In the supporting cast, Deutch does a very good job as Stephanie, operating as the straight woman trying to keep the men of her life in check. She doesn't give Ned or Laird a free pass for their actions and stands strong as her own independent person, grounding the premise and working as a conduit for the audience sitting back and watching it all unfold. Stephanie is arguably the film's most sympathetic figure and Deutch deserves much of the credit for that. Other standouts include Mullally's Barb and Keegan Michael-Key as Gustav, Laird's personal assistant and best friend. Both display great comedic timing and delivery throughout their scenes, getting some amusing moments in the spotlight (particularly during a Christmas party sequence). Gluck plays the younger Fleming Scotty as the stereotypical teenager who is more "street smart" than his parents would believe, but he too makes the most of his screen time, thriving alongside Franco especially.
If Why Him? has an Achilles heel, it's the screenplay credited to Hamburg and Ian Helfer (Jonah Hill also receives a story credit). The story moves along a very predictable trajectory and relies heavily on the tried and true "controlling dad vs. new boyfriend" trope without bringing much new to the table. Ned's immediate intense dislike for Laird stems mainly from their stark superficial differences, meaning there isn't much to the overall conflict. The script actually tries to address this (and flesh Laird out with a troubled backstory), but some may find the clichéd aspects difficult to look past. Additionally, the film's more lowbrow humor doesn't always connect, and certain scenes go on longer than they should. At almost two hours, Why Him? may have benefitted from being trimmed a bit so it was more taut and efficient, but as presented it still moves along at a breezy pace and doesn't leave viewers bored.

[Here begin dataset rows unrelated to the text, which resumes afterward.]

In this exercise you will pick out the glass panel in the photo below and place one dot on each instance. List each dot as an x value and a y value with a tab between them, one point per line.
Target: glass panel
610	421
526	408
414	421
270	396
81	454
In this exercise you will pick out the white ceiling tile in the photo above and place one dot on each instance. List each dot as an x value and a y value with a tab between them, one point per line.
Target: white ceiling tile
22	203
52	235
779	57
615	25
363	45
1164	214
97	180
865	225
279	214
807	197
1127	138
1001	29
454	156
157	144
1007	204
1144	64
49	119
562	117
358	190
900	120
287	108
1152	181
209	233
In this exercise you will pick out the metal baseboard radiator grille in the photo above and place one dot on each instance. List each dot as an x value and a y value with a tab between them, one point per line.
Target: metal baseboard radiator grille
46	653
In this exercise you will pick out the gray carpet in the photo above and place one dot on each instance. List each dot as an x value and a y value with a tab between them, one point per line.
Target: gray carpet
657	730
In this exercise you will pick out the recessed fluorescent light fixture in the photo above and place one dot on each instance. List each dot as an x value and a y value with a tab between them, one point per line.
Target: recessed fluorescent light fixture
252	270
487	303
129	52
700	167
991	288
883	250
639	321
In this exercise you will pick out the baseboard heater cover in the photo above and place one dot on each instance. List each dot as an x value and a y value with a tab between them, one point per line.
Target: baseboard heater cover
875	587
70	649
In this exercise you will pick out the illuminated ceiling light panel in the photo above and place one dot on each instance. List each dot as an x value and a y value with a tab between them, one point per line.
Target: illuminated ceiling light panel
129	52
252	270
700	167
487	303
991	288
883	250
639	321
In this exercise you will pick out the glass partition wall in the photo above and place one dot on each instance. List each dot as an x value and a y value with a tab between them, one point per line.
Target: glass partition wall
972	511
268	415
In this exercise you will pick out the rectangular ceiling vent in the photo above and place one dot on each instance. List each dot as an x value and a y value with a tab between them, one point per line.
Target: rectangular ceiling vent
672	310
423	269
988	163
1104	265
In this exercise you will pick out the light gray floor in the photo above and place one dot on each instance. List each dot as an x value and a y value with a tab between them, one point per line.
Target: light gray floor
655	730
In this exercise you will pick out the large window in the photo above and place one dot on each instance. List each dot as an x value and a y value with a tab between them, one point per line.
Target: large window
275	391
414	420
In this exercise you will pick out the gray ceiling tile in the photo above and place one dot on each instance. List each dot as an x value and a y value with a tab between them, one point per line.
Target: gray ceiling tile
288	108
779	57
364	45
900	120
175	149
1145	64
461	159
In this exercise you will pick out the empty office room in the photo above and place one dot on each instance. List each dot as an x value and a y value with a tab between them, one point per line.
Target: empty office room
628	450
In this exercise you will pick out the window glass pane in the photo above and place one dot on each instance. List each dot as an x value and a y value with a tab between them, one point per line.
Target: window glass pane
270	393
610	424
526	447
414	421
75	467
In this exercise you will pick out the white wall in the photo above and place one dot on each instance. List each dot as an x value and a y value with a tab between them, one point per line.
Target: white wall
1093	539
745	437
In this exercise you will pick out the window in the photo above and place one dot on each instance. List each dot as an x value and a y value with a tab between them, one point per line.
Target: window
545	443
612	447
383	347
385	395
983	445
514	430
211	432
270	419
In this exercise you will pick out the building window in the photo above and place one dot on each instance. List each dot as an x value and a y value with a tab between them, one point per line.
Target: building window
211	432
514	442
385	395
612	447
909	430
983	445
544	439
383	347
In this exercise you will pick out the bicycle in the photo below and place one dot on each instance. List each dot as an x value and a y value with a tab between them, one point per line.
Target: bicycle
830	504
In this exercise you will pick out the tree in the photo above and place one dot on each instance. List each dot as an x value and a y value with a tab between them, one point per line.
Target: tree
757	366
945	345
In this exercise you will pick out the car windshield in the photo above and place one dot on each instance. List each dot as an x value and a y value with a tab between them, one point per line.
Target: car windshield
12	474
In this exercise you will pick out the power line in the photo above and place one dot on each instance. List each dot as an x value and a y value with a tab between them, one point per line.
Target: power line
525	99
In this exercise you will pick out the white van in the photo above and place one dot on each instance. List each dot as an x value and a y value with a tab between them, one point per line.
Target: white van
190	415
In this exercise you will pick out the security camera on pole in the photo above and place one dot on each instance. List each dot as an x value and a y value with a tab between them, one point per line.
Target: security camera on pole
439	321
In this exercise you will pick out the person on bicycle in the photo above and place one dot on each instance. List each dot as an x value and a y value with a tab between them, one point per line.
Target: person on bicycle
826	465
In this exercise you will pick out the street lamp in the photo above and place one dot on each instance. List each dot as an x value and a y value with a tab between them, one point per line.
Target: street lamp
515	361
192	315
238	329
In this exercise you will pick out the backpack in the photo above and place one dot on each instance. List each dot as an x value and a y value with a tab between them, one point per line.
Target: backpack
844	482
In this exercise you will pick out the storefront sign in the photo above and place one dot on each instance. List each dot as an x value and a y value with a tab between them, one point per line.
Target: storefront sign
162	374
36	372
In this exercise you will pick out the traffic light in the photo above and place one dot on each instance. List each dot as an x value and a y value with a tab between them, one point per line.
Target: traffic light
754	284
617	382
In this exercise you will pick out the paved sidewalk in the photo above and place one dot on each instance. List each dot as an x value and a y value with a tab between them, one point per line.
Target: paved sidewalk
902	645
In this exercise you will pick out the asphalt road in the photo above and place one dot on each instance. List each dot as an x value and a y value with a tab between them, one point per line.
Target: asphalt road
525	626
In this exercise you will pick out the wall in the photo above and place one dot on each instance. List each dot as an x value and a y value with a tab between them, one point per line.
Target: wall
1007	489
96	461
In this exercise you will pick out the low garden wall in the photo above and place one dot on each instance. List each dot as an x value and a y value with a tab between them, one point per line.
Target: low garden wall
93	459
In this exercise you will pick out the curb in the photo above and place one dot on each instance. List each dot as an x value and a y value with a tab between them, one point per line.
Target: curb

Surprisingly, Why Him? also has difficulties forming and developing Ned and Laird's relationship. It lacks a sense of heart that's vital for a story like this - and though Cranston and Franco remain committed throughout, their respective arcs come across as unearned, which ultimately hamstrings the final product. All the funny bits and interplay do not add up to a whole lot, and the movie ultimately goes through the motions. Hamburg, who was also behind the sincere and genuine ode to friendship I Love You, Man, cannot find a succinct emotional core this time around, relying more on formula to move the proceedings along, as opposed to something more substantial. Cranston and Franco don't get many bonding moments, and the ones they do have are undercut to return to the clash of cultures.
In the end, Why Him? is another serviceable studio comedy that makes for a harmless time at the movies thanks to the efforts of a strong cast - yet a weak screenplay prevents the film from reaching its full potential. Those who enjoy the previous work of the actors involved will most likely find something to appreciate here, but casual audiences just looking for a vulgar laugh or two might be better off waiting for Why Him? on home media for next holiday season, rather than rushing out to the theater to catch it now.